MAGE evolution of orthogonal translation systems

Liquid cell cultures were inoculated from colonies grown at 30 °C to mid-logarithmic growth (optical density at 600 nm of ~0.7) in a shaking incubator. To induce expression of the lambda-red recombination proteins (Exo, Beta and Gam), cell cultures were shifted to 42 °C for 15 min and then immediately chilled on ice. In a 4 °C environment, 1 ml of cells was centrifuged at 16,000g for 30 s.
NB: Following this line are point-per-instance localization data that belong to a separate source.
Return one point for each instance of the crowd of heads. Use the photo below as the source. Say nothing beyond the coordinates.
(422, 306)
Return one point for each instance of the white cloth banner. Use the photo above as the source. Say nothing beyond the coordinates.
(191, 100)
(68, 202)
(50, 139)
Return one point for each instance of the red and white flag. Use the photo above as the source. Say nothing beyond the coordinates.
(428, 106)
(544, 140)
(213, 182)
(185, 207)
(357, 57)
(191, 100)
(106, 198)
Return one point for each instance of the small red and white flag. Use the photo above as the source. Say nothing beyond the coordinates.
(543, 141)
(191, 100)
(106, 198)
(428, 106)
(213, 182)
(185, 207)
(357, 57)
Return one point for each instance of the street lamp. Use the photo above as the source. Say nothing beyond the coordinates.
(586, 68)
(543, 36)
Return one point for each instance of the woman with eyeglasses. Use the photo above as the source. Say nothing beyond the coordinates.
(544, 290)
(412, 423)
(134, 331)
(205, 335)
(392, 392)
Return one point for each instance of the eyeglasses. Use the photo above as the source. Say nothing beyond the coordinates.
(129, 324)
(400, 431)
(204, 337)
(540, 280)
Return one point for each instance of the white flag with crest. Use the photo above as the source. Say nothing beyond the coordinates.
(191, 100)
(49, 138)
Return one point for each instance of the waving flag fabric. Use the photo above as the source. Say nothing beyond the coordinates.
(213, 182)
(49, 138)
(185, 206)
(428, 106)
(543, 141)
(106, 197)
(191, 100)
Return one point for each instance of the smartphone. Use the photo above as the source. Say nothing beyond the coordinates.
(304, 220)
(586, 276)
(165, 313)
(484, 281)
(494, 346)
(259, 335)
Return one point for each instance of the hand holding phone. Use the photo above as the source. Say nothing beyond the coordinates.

Supernatant medium was removed and cells were resuspended in milli-Q water. The cells were spun down, the supernatant was removed and the cells were washed a second time. After a final 30 s spin, supernatant water was removed and oligos prepared at a concentration of 5–6 μM in DNase-free water were added to the cell pellet. The oligo-cell mixture was transferred to a pre-chilled 1 mm gap electroporation cuvette (Bio-Rad) and electroporated under the following parameters: 1.8 kV, 200 V and 25 mF. Luria-Bertani broth with minimal salts Luria-Bertani broth containing 5 g/L NaCl (LB-min) medium (3 ml) was immediately added to the electroporated cells. The cells were recovered from electroporation and grown at 30 °C for 3–3.5 h. Once cells reached mid-logarithmic growth they were used in additional MAGE cycles, isolated, or assayed for genotype and/or phenotype analysis.

Negative selection

Following the last MAGE cycle, cultures were immediately resuspended in 1ml of LB-min medium containing 0.2% arabinose and colicin E1. After 8 h of incubation at 34 °C, cells were transferred to 3 ml of LB-min medium, grown to an OD600 of 1.0 in a shaking incubator at 250r.p.m., and frozen in glycerol (20% w/w).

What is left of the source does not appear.